Online cinema MUBI releases a new film each day, which is then available to stream or download on the site for 30 days. Here are the latest additions.

Until July 9: The Nine Muses (2010)

Credit: Rex Features

John Akomfrah’s personal film essay uses experimental techniques to explore the African immigrant experience in Britain from 1960 onwards. Archive images are juxtaposed with beautiful Alaskan landscapes and extracts from powerful books such as The Odyssey and Paradise Lost to create what Telegraph reviewer Tim Robey described as a “beautifully composed” film with “an often haunting power”. 

Its avant-garde methods won The Nine Muses a special mention for innovation at the Sheffield Documentary Festival in 2011.
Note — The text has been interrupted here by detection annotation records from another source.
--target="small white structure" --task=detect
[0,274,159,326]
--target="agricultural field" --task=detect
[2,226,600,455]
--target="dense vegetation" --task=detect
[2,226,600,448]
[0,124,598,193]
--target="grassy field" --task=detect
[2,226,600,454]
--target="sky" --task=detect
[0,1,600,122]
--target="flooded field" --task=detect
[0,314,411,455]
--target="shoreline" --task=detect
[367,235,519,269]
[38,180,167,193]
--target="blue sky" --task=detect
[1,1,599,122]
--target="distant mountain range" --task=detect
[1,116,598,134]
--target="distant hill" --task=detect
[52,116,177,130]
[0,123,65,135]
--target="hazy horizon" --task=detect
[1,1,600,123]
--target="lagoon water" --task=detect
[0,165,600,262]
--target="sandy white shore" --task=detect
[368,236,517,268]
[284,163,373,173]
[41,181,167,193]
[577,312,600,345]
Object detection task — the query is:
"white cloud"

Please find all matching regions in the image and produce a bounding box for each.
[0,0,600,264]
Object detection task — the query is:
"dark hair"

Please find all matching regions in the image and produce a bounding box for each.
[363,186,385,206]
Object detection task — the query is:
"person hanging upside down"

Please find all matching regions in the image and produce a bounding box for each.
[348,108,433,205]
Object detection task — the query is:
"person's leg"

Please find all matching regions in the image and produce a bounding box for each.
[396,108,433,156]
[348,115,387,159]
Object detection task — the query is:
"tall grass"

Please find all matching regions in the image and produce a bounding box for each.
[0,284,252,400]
Until July 10: Grey Gardens (1975)

Credit: Rex Features

Voted the ninth-best documentary film of all time by Sight and Sound’s critics in 2011, Grey Gardens tells the story of two reclusive women, both named Edith Beale, who live in a dilapidated mansion in a wealthy neighbourhood of upstate New York. Filmmaker Albert Maysles – who passed away in March 2015 aged 88 – and his brother David use the “direct cinema” technique to let the two women tell their own story.
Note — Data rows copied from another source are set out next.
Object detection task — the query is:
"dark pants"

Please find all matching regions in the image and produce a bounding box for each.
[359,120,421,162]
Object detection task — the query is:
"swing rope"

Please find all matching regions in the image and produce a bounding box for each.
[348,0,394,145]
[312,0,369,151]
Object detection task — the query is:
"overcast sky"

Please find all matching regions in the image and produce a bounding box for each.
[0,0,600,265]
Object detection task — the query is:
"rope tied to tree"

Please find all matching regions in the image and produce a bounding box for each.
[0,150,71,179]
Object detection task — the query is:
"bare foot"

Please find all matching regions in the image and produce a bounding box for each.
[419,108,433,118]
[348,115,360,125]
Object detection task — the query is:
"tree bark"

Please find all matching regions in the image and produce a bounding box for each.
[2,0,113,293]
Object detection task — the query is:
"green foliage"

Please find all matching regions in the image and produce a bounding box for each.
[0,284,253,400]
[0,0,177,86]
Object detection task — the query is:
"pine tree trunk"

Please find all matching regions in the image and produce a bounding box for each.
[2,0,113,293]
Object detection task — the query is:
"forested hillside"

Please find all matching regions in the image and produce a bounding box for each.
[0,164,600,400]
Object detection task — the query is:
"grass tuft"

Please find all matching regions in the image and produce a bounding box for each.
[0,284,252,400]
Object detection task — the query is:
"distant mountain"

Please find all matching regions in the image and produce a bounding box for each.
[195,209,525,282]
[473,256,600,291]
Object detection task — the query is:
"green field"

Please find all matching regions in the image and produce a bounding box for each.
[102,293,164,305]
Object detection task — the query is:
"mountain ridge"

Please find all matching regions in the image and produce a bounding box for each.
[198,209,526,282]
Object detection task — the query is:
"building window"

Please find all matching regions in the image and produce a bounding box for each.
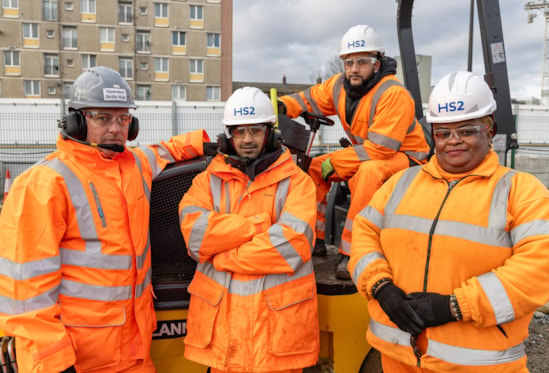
[118,3,133,23]
[63,83,72,100]
[189,59,204,82]
[42,0,58,21]
[154,57,170,81]
[206,86,221,101]
[99,27,114,52]
[189,5,204,28]
[80,0,96,14]
[206,33,221,56]
[172,31,187,54]
[82,54,97,70]
[23,23,40,48]
[172,85,187,100]
[44,54,59,76]
[62,26,78,49]
[154,3,169,27]
[135,85,151,101]
[4,50,21,75]
[118,57,133,79]
[135,31,151,52]
[23,80,40,97]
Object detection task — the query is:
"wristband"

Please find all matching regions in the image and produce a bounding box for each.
[450,294,463,321]
[372,277,391,298]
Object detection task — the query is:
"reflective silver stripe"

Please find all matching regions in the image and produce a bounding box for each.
[140,145,175,180]
[210,175,222,212]
[179,206,210,262]
[60,279,132,302]
[369,319,525,366]
[368,132,402,151]
[290,93,309,111]
[477,272,515,325]
[351,251,387,285]
[332,74,342,117]
[46,158,101,254]
[353,145,370,161]
[196,261,313,296]
[59,247,132,270]
[488,170,517,230]
[511,220,549,244]
[359,202,383,230]
[135,269,152,298]
[132,152,151,203]
[269,212,314,271]
[368,319,412,347]
[427,340,525,366]
[275,177,290,221]
[0,286,59,315]
[303,87,322,114]
[0,256,61,281]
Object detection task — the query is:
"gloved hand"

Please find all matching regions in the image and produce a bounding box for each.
[374,282,425,337]
[407,293,456,327]
[203,142,219,157]
[320,158,335,181]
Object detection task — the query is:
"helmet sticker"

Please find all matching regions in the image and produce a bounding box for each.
[103,88,128,102]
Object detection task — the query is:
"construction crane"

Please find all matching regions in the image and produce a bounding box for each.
[524,0,549,106]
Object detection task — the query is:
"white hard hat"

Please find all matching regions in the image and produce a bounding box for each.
[223,87,276,138]
[427,71,496,123]
[339,25,385,58]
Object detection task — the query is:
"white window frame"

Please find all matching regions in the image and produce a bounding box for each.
[118,3,133,24]
[172,31,187,47]
[81,54,97,70]
[61,26,78,49]
[23,80,40,97]
[99,27,114,44]
[154,3,169,18]
[42,0,59,21]
[44,53,59,76]
[80,0,97,14]
[135,31,151,52]
[206,86,221,101]
[23,22,39,39]
[189,5,204,21]
[118,57,133,79]
[189,58,204,74]
[4,50,21,67]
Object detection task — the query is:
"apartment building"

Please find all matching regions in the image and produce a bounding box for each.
[0,0,232,101]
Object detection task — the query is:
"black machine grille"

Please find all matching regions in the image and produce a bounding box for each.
[149,157,207,309]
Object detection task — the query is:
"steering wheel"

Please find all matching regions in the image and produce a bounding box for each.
[299,111,334,130]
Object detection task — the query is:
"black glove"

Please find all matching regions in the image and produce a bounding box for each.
[276,100,286,114]
[407,293,456,327]
[374,282,425,337]
[204,142,219,157]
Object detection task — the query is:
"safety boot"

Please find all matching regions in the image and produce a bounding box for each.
[313,239,328,256]
[336,254,351,280]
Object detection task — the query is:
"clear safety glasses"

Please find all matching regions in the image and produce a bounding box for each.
[84,111,132,127]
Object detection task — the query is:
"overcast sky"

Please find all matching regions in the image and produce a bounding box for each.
[233,0,549,99]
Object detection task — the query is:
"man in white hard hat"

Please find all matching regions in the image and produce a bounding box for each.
[279,25,429,279]
[179,87,320,373]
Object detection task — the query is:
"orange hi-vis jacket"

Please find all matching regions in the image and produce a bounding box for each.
[179,150,319,372]
[280,73,429,176]
[349,151,549,373]
[0,130,209,373]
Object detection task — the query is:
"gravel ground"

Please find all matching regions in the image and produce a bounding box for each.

It’s a pretty squalid affair: Big Edie was the aunt of Jackie Onassis and Little Edie was her first cousin, and when the authorities tried to have the two Edies removed because their living conditions were so poor, Onassis stepped in to help make the mansion habitable.

Until July 11: Fireworks Wednesday (2006)

Anyone who has seen Asghar Farhadi’s Oscar-winning film A Separation will be keen to check out his back catalogue.

Join us in exploring Fireworks Wednesday, an equally intricately textured and accomplished feature following the emotional fireworks of a marriage in crisis as observed by a soon-to-be newlywed bride in Tehran. Time Out called it “intelligent, illuminating and directed with unflashy expertise”.

Until July 12: Tartuffe (1925)

Credit: Alamy

Director FW Murnau was one of silent cinema’s greatest artists. In his most famous feature, Nosferatu, he paints the film with creeping shadows and discomfiting camera angles – and despite being a satirical comedy based on a Molière play, the same techniques are on display in Tartuffe.

Paring down the original play, Murnau used a film-within-a-film technique as a young man shows his grandfather a version of Tartuffe in an effort to expose the money-grabbing governess who hopes to relieve him of his millions. Only 12 of Murnau’s 21 films survive; make the most of this one while we have it.

Until July 13: Dark Horse (2011)

Credit: Rex Features

“Call it ‘Schlub, Actually’,” was the Telegraph’s Robbie Collin’s review of Todd Solondz’s Dark Horse. A man still living in his childhood home and a desperate woman forced to move after her career crashes and burns strive to romance their way out of misery with a spanner or two thrown into the works for a laugh.

A “witheringly deadpan lark”, Collin adds – and fans of Solondz’s earlier Happiness and Welcome To The Dollhouse won’t be disappointed. Anyone not familiar with his work may be... confused. It split film critics right down the middle; which side will you land on?

Until July 14: Paranormal Activity (2007)

Credit: Copyright (c) 2009 Rex Features. No use without permission./Moviestore/REX Shutterstock

What do you do when things go bump in the night? Grab a camera and make the best horror film of 2007 – at least, that’s what Oren Peli did when a box of washing detergent mysteriously fell off a shelf in his laundry room. Paranormal Activity was filmed over just one week, using regular camcorders and scripted by actors improvising as the film went along.

The result was an air of realism that had people fleeing cinemas halfway through in terror. “A conceptually tight and very efficient updating of the classic haunted-house genre,” according to the Telegraph’s Sukhdev Sandhu – that, and a terrifyingly good scare.

Until July 15: The Wave (2008)

Credit: Rex Features

A school experiment goes too far in this German film, based on the true story of a school in California. When a teacher aims to demonstrate the dangers of charismatic leadership and the strength of group identity, the movement takes on a life of its own and spins seriously out of control.

A film described as “flashy” by the Telegraph’s Tim Robey, with a “pumping rock playlist”, The Wave took its native Germany by storm, winning a number of accolades at the German Film Awards and a nomination for a Grand Jury Prize at the Sundance Film Festival.